What would be the time complexity of the below function?
int f = (int n) => {
if (n === 1) {
return 1;
}
for (let i = 0; i < n; i++) {
console.log(i);
}
return f(n-1) + f(n-1)
}
This is what the recursion tree looks like where i denotes the depth:
f(4) // i = 0
/ \
/ \
/ \
/ \
/ \
f(3) f(3) // i = 1
/ \ / \
/ \ / \
f(2) f(2) f(2) f(2) // i = 2
/ \ / \ / \ / \
f(1) f(1) f(1) f(1) f(1) f(1) f(1) f(1) // i = 3
Had there been no loop inside the function, the time complexity would have been O(2^n). But now there's a loop so:
At each depth, the number of function calls made is 2 ^ i and in each function call n - i iterations are done in the loop, hence at each level (2 ^ i) * (n - i) operations are being done.

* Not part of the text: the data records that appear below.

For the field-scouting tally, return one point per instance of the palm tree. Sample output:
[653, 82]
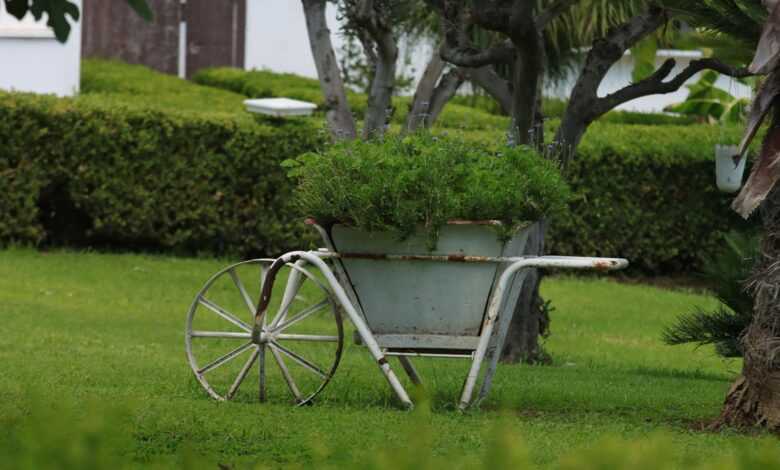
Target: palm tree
[754, 398]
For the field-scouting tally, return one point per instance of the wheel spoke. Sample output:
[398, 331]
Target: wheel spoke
[286, 374]
[316, 338]
[221, 360]
[221, 334]
[299, 359]
[244, 294]
[262, 281]
[223, 313]
[261, 373]
[242, 375]
[300, 316]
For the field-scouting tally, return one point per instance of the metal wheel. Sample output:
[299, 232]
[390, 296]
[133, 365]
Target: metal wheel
[293, 354]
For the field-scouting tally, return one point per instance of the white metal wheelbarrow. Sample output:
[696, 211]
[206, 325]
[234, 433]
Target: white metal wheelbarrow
[402, 299]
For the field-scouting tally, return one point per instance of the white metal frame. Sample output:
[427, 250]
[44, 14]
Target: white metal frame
[346, 297]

So, time complexity could be calculated as:
T(n) = [(2 ^ 0) * (n - 0)] + [(2 ^ 1) * (n - 1)] + [(2 ^ 2) * (n - 2)] + ... + [(2 ^ (n - 1)) * (n - (n - 1))]
So am I right on this and what could possibly be the final time complexity?
sum(i*2^i)can be calculated asx * d/dx(sum(x^i)evaluated at x=2. You need to be careful about the limits of the sums which I've omitted in this comment.